The Short Version
COPPA is federal law restricting how online services collect and use personal information from children under 13. As of April 22, 2026, the FTC's updated COPPA Rule expanded what counts as personal information, tightened parental consent requirements, and added new data retention obligations. If your district uses any AI tool with students under 13, COPPA applies — and the new rules raised the bar.
What COPPA Actually Covers
COPPA applies to operators of websites and online services that are either directed at children under 13, or that have actual knowledge they are collecting information from children under 13. Most AI tools used in schools fall into one or both categories.
What counts as personal information under the updated rule is broader than most people assume. It includes the obvious — names, email addresses, phone numbers — but also persistent identifiers like device IDs and IP addresses, photos and audio recordings, geolocation data, and information collected through AI interactions that could identify a specific child.
For school-deployed AI tools, this matters because student interactions with an AI — their questions, their writing, their responses — can constitute personal information if they contain or could be linked to identifying details.
What Changed on April 22, 2026
The 2026 updates to the COPPA Rule (published April 22, 2025, effective one year later) made four changes that directly affect how schools evaluate AI tools.
Stronger limits on data use
Operators can no longer use personal information collected from children for purposes unrelated to the service the child used. This directly constrains whether an AI vendor can use student interaction data to train or improve their model — even with vague consent language. Districts should verify that any AI tool's DPA explicitly prohibits using student data for model training.
Tighter consent mechanisms
The updated rule narrows what counts as valid parental consent and places additional scrutiny on school-authorization pathways. Districts relying on broad, general consent forms should verify those forms meet the current standard — particularly for under-13 students.
New data retention and deletion requirements
Operators must retain children's personal information only as long as necessary to fulfill the purpose for which it was collected, and must have a documented deletion process. For AI tools, student conversation logs and interaction histories cannot be held indefinitely. Your DPA should specify retention periods and what happens to data when a student leaves the district.
Push notification and advertising restrictions
The rule adds explicit restrictions on push notifications to children and tightens prohibitions on behavioral advertising.
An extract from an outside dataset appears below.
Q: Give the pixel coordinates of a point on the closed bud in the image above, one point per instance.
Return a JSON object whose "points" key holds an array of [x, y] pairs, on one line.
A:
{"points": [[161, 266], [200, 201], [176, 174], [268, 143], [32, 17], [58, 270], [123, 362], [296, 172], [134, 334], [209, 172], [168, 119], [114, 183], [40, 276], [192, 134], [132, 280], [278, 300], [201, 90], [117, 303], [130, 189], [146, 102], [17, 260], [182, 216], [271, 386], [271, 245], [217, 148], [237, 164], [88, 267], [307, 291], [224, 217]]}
For most school-deployed AI tools this is lower risk, but it's worth confirming in any consumer-facing tool that teachers or students might access outside the school environment.
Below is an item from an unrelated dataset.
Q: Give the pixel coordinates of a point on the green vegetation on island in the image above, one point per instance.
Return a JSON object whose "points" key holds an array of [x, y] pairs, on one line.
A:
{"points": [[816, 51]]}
The School Consent Exception — And Its Limits
COPPA includes a school authorization pathway that allows schools to provide consent on behalf of parents for tools used for educational purposes. This is how most districts handle COPPA compliance for edtech tools — and it works, but it comes with conditions that are easy to misapply.
The school can provide consent only for the educational purpose. If a vendor uses student data for anything beyond what the school authorized — including improving their product — the school's consent doesn't cover it. The district needs to confirm in the executed DPA exactly what the vendor is and isn't doing with student data.
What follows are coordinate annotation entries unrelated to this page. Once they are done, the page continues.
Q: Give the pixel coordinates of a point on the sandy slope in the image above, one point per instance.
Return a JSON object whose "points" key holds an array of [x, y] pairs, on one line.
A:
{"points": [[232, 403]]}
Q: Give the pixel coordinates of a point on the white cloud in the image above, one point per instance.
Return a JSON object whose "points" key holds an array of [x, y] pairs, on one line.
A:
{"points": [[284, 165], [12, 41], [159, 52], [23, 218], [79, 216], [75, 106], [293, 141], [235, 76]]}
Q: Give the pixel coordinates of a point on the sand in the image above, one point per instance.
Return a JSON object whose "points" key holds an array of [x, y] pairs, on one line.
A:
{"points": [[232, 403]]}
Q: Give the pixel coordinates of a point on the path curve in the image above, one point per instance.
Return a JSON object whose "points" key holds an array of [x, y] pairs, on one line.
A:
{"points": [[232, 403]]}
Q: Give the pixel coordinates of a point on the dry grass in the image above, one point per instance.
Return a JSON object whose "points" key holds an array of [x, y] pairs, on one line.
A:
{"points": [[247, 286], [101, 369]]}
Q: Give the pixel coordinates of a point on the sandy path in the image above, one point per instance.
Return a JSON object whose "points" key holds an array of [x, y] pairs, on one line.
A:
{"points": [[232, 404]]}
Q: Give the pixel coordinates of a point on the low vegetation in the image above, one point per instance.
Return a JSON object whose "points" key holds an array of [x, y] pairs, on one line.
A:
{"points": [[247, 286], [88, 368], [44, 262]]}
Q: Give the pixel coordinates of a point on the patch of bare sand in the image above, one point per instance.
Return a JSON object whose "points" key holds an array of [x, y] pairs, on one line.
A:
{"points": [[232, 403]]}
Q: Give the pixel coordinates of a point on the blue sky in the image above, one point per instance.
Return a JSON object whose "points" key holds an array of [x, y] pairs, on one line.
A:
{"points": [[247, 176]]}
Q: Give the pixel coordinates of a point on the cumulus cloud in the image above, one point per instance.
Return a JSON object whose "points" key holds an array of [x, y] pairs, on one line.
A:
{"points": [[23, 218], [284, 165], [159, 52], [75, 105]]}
Four Things to Verify Before Approving Any AI Tool
For any AI tool used with students under 13, districts should verify these four things before approving deployment.
District Pre-Approval Checklist
Does the DPA explicitly address COPPA, not just FERPA? Many DPAs are written primarily around FERPA and treat COPPA as an afterthought. The 2026 updates make that gap riskier.
Does the DPA prohibit use of student data for model training or product improvement? Vague language like "we may use data to improve our services" is not COPPA-compliant for under-13 students under the updated rule.
What are the data retention terms? The DPA should specify how long student data is retained, what triggers deletion, and what happens to conversation logs when a student or district offboards.
Is your school consent pathway documented? If relying on the school authorization exception rather than individual parental consent, that decision should be documented in your district's AI governance records — not just assumed.
How This Applies to Specific AI Tools
Not all AI tools carry equal COPPA risk. The risk profile depends heavily on how the tool is deployed, what data it collects, and whether a DPA has been executed.
Purpose-built education tools (e.g. SchoolAI, Khanmigo)
These tools were designed with school compliance in mind and typically have DPAs available, SDPC agreements signed, and explicit commitments against using student data for training. COPPA risk is lower — but it is not zero. The key questions are whether your district has executed the DPA (not just seen that one exists) and whether the retention terms match your district's obligations.
General-purpose AI tools (e.g. ChatGPT, Gemini)
Consumer-facing AI tools carry significantly higher COPPA risk with under-13 students. Most were not designed for the school consent pathway, their default data practices are built around consumer use, and their DPAs (where they exist) are newer and less tested in the K-12 context. Districts should apply additional scrutiny before deploying these with elementary students.
K12SafeList provides independent research, not legal advice. COPPA compliance determinations require review of your specific contracts, your district's specific student population, and the specific features you're enabling. This article explains the framework — your district's legal counsel should review the specifics before you finalize any tool approval. Reflects the COPPA Rule as amended effective April 22, 2026 (16 CFR Part 312).